Bug 54877 - ArrayIndexOutOfBoundsException when try to read ms doc
Summary: ArrayIndexOutOfBoundsException when try to read ms doc
Status: RESOLVED WONTFIX
Alias: None
Product: POI
Classification: Unclassified
Component: HWPF (show other bugs)
Version: 3.10-dev
Hardware: PC All
: P2 blocker with 1 vote (vote)
Target Milestone: ---
Assignee: POI Developers List
URL:
Keywords:
Depends on:
Blocks:
 
Reported: 2013-04-23 09:19 UTC by celine
Modified: 2016-07-24 11:23 UTC (History)
1 user (show)



Attachments
Java file to test POI (5.59 KB, application/octet-stream)
2013-04-23 09:19 UTC, celine
Details
the word document (2.50 KB, application/msword)
2013-04-23 09:19 UTC, celine
Details

Note You need to log in before you can comment on or make changes to this bug.
Description celine 2013-04-23 09:19:19 UTC
Created attachment 30222 [details]
Java file to test POI

Hi,

I doing some testing with both POI 3.9 and POI-4.0-beta1-20130403 to read and write to ms doc (.doc). But there is a problem when trying to read back the .doc file which being written with POI,
java.lang.ArrayIndexOutOfBoundsException: 12
	at org.apache.poi.util.LittleEndian.getShort(LittleEndian.java:224)
	at org.apache.poi.hwpf.model.types.FibBaseAbstractType.fillFields(FibBaseAbstractType.java:96)
	at org.apache.poi.hwpf.model.FibBase.<init>(FibBase.java:43)
	at org.apache.poi.hwpf.model.FileInformationBlock.<init>(FileInformationBlock.java:71)
	at org.apache.poi.hwpf.HWPFDocumentCore.<init>(HWPFDocumentCore.java:155)
	at org.apache.poi.hwpf.HWPFDocument.<init>(HWPFDocument.java:218)
	at org.apache.poi.hwpf.HWPFDocument.<init>(HWPFDocument.java:186)
	at wordwriter.POI_Tester.readMyDocument(POI_Tester.java:100)
done
	at wordwriter.POI_Tester.readDoc(POI_Tester.java:78)
	at wordwriter.POI_Tester.main(POI_Tester.java:63)
Comment 1 celine 2013-04-23 09:19:57 UTC
Created attachment 30223 [details]
the word document
Comment 2 sasrar87 2013-04-24 16:58:57 UTC
I just tried this code on my machine and I got the same result: ArrayIndexOutOfBoundsException.

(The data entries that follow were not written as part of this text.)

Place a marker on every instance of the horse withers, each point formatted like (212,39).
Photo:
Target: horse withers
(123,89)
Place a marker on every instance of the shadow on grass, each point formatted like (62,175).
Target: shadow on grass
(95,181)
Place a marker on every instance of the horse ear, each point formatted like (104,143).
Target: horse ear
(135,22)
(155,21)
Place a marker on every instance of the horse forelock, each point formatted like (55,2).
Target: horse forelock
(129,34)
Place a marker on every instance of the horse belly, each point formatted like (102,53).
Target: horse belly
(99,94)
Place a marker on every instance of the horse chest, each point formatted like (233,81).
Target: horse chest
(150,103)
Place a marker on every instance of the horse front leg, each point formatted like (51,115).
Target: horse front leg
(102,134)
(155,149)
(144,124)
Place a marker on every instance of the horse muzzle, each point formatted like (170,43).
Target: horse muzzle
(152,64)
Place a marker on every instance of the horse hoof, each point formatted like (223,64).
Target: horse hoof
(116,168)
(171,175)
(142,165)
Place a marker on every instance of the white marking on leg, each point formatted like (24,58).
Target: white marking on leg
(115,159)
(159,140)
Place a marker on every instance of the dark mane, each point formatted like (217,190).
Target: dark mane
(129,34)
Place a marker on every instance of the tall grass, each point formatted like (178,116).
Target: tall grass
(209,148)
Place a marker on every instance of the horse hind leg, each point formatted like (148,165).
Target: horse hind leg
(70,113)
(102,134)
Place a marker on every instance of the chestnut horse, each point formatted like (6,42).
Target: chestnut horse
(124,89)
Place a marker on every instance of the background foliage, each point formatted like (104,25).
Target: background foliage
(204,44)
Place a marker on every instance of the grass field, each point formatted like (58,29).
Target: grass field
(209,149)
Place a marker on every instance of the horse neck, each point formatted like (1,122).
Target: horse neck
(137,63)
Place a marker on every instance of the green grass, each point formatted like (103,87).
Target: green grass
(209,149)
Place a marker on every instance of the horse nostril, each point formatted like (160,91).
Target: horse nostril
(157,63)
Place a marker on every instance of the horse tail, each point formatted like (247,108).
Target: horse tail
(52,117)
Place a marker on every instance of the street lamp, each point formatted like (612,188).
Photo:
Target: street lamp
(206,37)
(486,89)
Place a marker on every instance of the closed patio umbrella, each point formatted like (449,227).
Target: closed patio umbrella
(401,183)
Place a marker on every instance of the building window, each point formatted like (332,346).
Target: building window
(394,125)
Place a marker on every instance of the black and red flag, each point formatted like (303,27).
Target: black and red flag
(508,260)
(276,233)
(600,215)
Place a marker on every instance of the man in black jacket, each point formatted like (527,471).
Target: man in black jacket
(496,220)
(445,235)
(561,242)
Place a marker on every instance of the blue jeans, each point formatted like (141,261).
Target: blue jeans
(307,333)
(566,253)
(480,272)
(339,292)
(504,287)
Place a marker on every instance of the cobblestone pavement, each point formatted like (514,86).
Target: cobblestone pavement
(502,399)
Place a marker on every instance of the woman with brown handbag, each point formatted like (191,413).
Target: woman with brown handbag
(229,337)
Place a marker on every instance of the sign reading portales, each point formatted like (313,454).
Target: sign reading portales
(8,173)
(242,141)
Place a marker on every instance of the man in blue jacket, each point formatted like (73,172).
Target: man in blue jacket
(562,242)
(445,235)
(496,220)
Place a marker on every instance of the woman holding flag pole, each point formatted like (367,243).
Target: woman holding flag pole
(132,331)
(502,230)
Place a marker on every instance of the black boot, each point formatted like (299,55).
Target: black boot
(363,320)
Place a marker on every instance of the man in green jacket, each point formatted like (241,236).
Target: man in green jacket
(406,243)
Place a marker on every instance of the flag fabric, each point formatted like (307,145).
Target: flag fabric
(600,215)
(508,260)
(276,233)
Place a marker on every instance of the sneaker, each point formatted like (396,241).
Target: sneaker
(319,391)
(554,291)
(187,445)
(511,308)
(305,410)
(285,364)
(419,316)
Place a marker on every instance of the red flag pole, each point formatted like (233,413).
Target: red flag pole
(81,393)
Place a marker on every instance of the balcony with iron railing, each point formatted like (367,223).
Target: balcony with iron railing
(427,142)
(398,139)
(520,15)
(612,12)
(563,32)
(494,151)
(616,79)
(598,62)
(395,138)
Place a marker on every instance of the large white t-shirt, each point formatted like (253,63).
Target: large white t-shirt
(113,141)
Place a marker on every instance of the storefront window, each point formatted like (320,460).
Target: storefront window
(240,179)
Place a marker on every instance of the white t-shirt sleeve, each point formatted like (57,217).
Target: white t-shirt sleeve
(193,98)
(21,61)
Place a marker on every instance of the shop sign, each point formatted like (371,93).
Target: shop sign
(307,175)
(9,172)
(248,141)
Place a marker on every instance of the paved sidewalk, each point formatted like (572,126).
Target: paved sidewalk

However, reading from a Word document that was not written to by a Java program using the POI library works without any exceptions popping up. 

However, I keep seeing that I get two "end of line" characters whenever the program parses text from a word document. Is this a bug? Is it normal for there to be two end of line characters at the end of a doc file?
Comment 3 Dominik Stadler 2016-07-24 11:23:44 UTC
It seems the file-information-block in this file is too small, also LibreOffice refuses to open this file, so I don't think we can do much here unless someone comes up with a way to safely read such broken files.